Cinema and New Media Studies


Faculty


Martine Guyot-Bender, Ph.D., Professor of French

mguyotb@hamilton.edu
Martine Guyot-Bender, who holds a doctorate from the University of Oregon (1991), specializes in 20th-century French Studies. She teaches contemporary France and all levels of language. She has directed the Hamilton College Junior Year in France five times, most recently in 2007-2008.
            Guyot-Bender is the author of Poétique et politique de l'ambiguité chez Patrick Modiano (1999), and the co-editor of Paradigms of Memory: The Occupation and Other Hi/stories in the Novels of Patrick Modiano (1998). Her recent publications include articles and book chapters on cultural stereotypes (Sites, Summer 2001); French popular fiction (French Popular Culture, 2003); and French cinema and media (Women in French, 2004; Sites, Fall 2005). She has also published articles on Belgian-born novelist Amélie Nothomb, and on Simone de Beauvoir’s social novel ‘Les belles images’ in a special issue of Lendemains, dedicated to the 100th anniversary of de Beauvoir’s birth (December 2008).
            In addition, Guyot-Bender has presented many conference papers and contributed encyclopedia entries on popular culture during the Nazi occupation in France. A co-editor of Women in French Newsletter and a Cornell University visiting regional scholar since 2003, she is currently conducting research on French militant documentary film.
 


Angel David Nieves, Ph.D., Associate Professor of Africana Studies

anieves@hamilton.edu

Angel David Nieves currently co-directs Hamilton's Digital Humanities Initiative (DHi) an $800,000. Andrew W. Mellon Foundation Grant-funded project.   He taught in the School of Architecture, Planning, and Preservation at the University of Maryland, College Park, from 2003-2008.  Nieves completed his doctoral work in architectural history and Africana Studies at Cornell University in 2001.  His co-edited book, ‘We Shall Independent Be:’ African American Place-Making and the Struggle to Claim Space in the U.S. (2008), examines African American efforts to claim space in American society despite fierce resistance. Nieves has published essays in the Journal of Planning History; Places Journal: A Forum of Design for the Public Realm; Safundi: The Journal of South African and American Studies; and in several edited collections, most recently in Places of Pain and Shame: Dealing With Difficult Heritage (2009). In 2010 he received The John R. Hatch Class of 1925 Excellence in Teaching Award.  He is also associate editor of Fire!!!: A Multimedia Journal of Black Studies, an online journal of the Association for the Study of African American Life and History.  His digital research and scholarship have also been featured on MSNBC.com and in Newsweek.  Nieves’ scholarly work and community-based activism critically engages with issues of memory, heritage preservation, gender and nationalism at the intersections of race and the built environment in cities across the Global South.

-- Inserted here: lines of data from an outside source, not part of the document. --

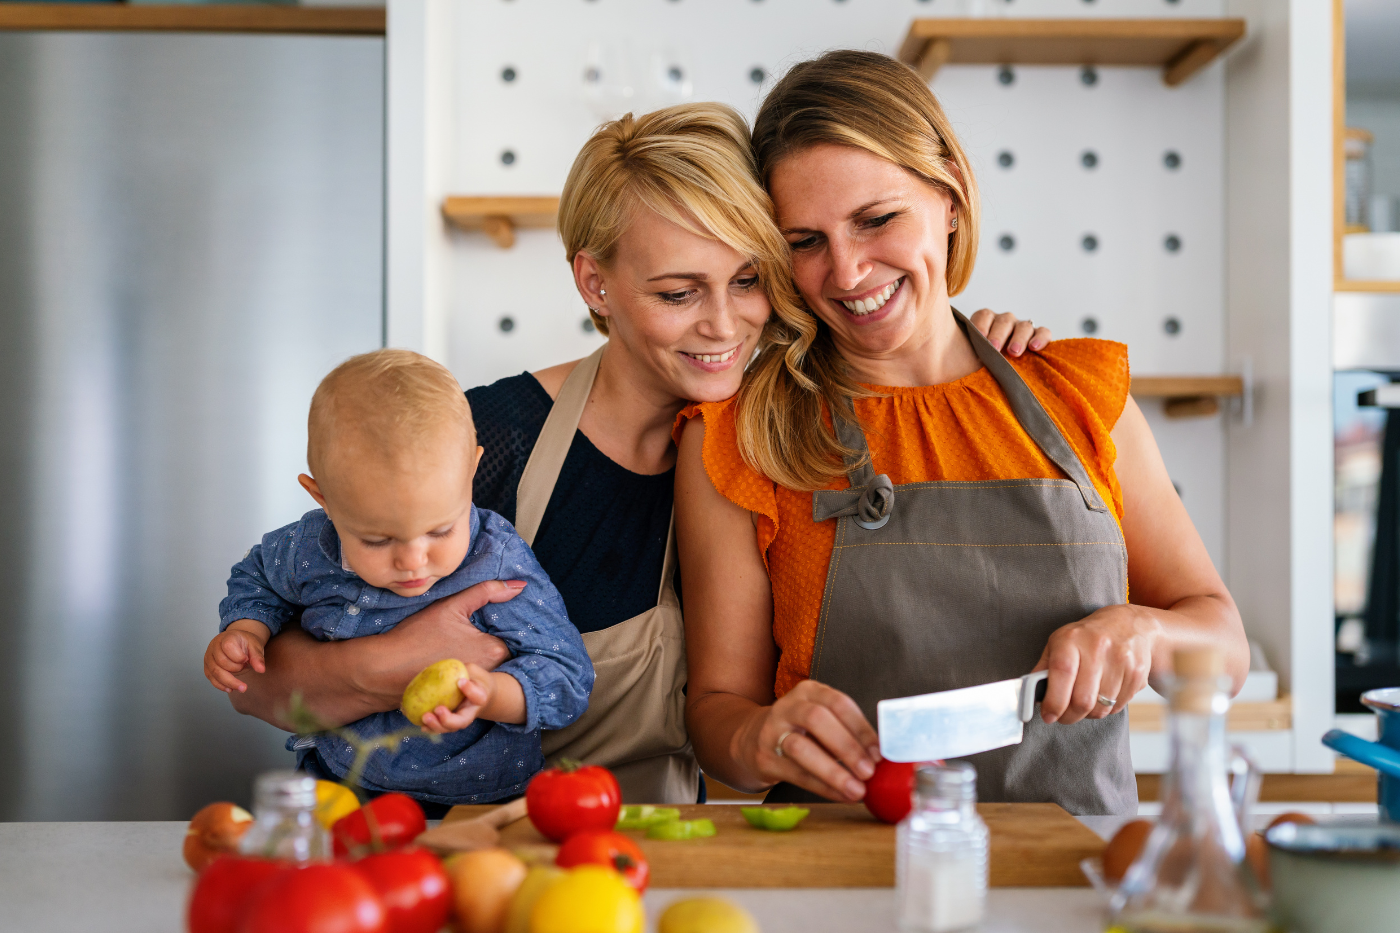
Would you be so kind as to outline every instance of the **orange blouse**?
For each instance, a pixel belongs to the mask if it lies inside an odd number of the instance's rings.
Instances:
[[[1109,432],[1128,397],[1128,348],[1107,340],[1057,340],[1011,360],[1084,462],[1120,525],[1123,498]],[[895,485],[1056,478],[1058,467],[1021,429],[985,368],[943,385],[866,386],[883,397],[859,399],[876,473]],[[739,456],[733,399],[692,404],[676,419],[704,419],[705,472],[731,502],[758,516],[758,545],[773,587],[773,638],[781,656],[774,690],[782,696],[812,665],[817,618],[836,522],[812,521],[812,494],[784,489]],[[829,488],[845,489],[845,477]]]

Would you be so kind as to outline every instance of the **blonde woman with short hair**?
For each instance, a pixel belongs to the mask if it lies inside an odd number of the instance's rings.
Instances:
[[[973,756],[980,798],[1135,813],[1128,701],[1177,646],[1220,645],[1237,687],[1249,651],[1127,348],[1010,362],[957,314],[976,180],[906,66],[795,66],[754,148],[802,304],[774,303],[736,399],[683,414],[701,764],[772,800],[859,800],[878,701],[1048,670],[1025,740]]]
[[[600,127],[569,173],[559,230],[608,341],[585,360],[467,392],[485,448],[476,501],[531,544],[597,671],[588,712],[544,736],[546,755],[607,765],[628,801],[693,802],[672,426],[688,402],[738,391],[774,307],[800,313],[788,247],[748,127],[720,104]],[[1009,315],[984,312],[980,326],[1008,352],[1048,339]],[[280,725],[299,690],[322,719],[341,723],[397,708],[408,680],[439,658],[492,668],[503,647],[463,623],[504,586],[482,584],[372,638],[279,635],[267,673],[248,675],[234,704]]]

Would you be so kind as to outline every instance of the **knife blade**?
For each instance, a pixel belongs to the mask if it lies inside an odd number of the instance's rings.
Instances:
[[[880,754],[890,761],[938,761],[1016,745],[1048,671],[976,687],[881,700],[875,705]]]

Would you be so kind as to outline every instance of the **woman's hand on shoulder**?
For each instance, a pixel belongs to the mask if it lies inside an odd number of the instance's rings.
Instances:
[[[862,782],[880,760],[879,737],[855,700],[815,680],[759,710],[735,736],[734,748],[765,785],[787,781],[852,802],[865,797]]]
[[[972,326],[982,332],[997,350],[1007,356],[1020,356],[1027,350],[1043,350],[1052,335],[1048,327],[1036,327],[1030,321],[1018,320],[1010,311],[997,314],[991,308],[982,308],[968,318]]]
[[[1041,718],[1072,725],[1122,710],[1147,686],[1161,634],[1161,623],[1132,605],[1105,606],[1056,629],[1035,666],[1050,672]]]

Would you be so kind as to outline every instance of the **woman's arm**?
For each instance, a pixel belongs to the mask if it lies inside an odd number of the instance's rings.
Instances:
[[[504,662],[510,656],[505,643],[479,630],[471,615],[520,592],[488,580],[420,609],[382,635],[345,641],[317,641],[289,627],[267,643],[267,672],[243,671],[239,679],[248,689],[229,699],[238,712],[289,732],[294,693],[328,727],[398,709],[408,682],[434,661],[457,658],[487,670]]]
[[[1041,715],[1073,723],[1118,712],[1172,669],[1172,652],[1211,643],[1225,653],[1235,690],[1249,670],[1239,609],[1167,475],[1157,441],[1132,397],[1113,429],[1123,489],[1132,602],[1107,606],[1050,636],[1036,670],[1049,669]],[[1098,697],[1115,698],[1112,707]]]
[[[879,760],[875,730],[854,700],[815,681],[774,702],[778,651],[768,573],[753,517],[705,474],[704,434],[699,419],[686,425],[676,465],[689,666],[685,720],[696,757],[707,773],[739,790],[789,781],[826,797],[860,800],[861,780]]]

Patricia O'Neill, Ph.D., Edmund A. LeFevre Professor of English

poneill@hamilton.edu

Patricia O'Neill teaches 19th century British literature and Women Filmmakers. She received her Ph.D. from Northwestern University and is the author of Robert Browning and 20th Century Criticism (1995), editor of Olive Schreiner's 1883 novel Story of an African Farm (2002) and contributor of essays on globalization and cinema. O'Neill's current work is the creation of a digital archive that promotes knowledge and discussion of the poetry of Kashmiri-American poet Agha Shahid Ali.